Ankläger wussten nichts von gelockerter Bewachung Der Häftling plante schon 2004 eine Geiselnahme

Ankläger wussten nichts von gelockerter Bewachung Der Häftling plante schon 2004 eine Geiselnahme

Mit Empörung hat die Staatsanwaltschaft auf die Entscheidung des Richters reagiert, die Bewachung des am Dienstag aus dem Kriminalgericht Moabit geflohenen Angeklagten zu lockern. Staatsanwaltschaft und Landeskriminalamt waren über die Mitte August ergangene mündliche Anweisung nicht informiert, kritisierte ein leitender Ermittler. Wie berichtet, hatte am Dienstag der 44-jährige Millionenbetrüger Martin R. seinen einzigen Bewacher in der Vorführzelle des Gerichts mit einer Glasscherbe bedroht und gefesselt und war dann mit dessen Schlüsselbund entkommen. Bei zuvor 48 Verhandlungstagen war R. stets von zwei Wachtmeistern und mit Handschellen gefesselt in den Gerichtssaal gebracht worden. Richter Reinar Mülders lehnte gestern eine Stellungnahme ab.

Die Justizverwaltung wies in einer Erklärung darauf hin, der Richter habe „aufgrund seiner in Abstimmung mit der Staatsanwaltschaft und dem Landeskriminalamt erlangten Kenntnis der Persönlichkeit des Angeklagten“ entschieden. Die Anklagebehörde stellte gegenüber dem Tagesspiegel klar, dass die richterliche Entscheidung selbst nicht mit ihr abgestimmt war.

Der CDU-Rechtsexperte Michael Braun erinnerte daran, dass bereits im Juni 2005 ein Krimineller einen Wachmann bewusstlos gewürgt hatte und geflohen war. „Seitdem ist nichts für mehr Sicherheit getan worden“, kritisierte der CDU-Politiker.

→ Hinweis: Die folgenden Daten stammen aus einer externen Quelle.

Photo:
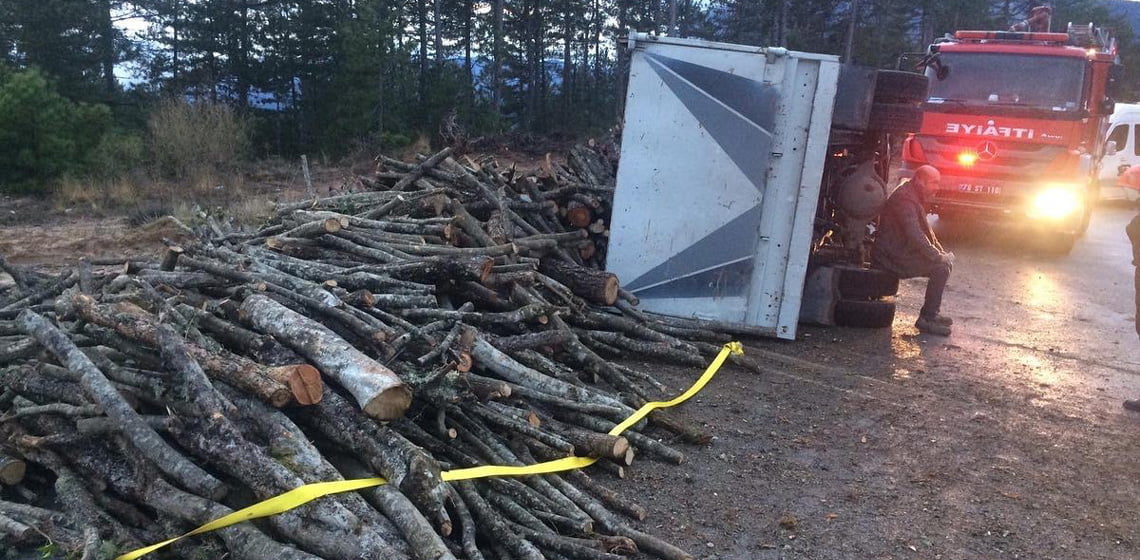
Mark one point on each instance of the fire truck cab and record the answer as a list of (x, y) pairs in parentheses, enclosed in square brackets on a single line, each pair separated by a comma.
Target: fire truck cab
[(1016, 123)]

In der Staatsanwaltschaft herrschte gestern Entsetzen über die „extreme Fehleinschätzung“ des Geflohenen. Ein Ermittler bezeichnete Martin R. als „völlig skrupellosen Kriminellen“. Noch in der U-Haft habe er seine kriminellen Grundstücksgeschäfte weitergetrieben. „Der beste Betrüger, der mir untergekommen ist“, sagte ein leitender Ermittler. Martin R. wurde als derart gefährlich eingeschätzt, dass der Prozess anfangs in einem „abgeschirmten“ Saal stattfand, da man einen bewaffneten Befreiungsversuch befürchtete. Im Gefängnis gilt unverändert die Vorschrift, dass R. gefesselt und von zwei Mann bewacht werden soll. Bei einer Zellendurchsuchung waren im Dezember 2004 Notizen des 44-Jährigen gefunden worden, in denen er eine bewaffnete Geiselnahme als Fluchtplan skizziert hatte.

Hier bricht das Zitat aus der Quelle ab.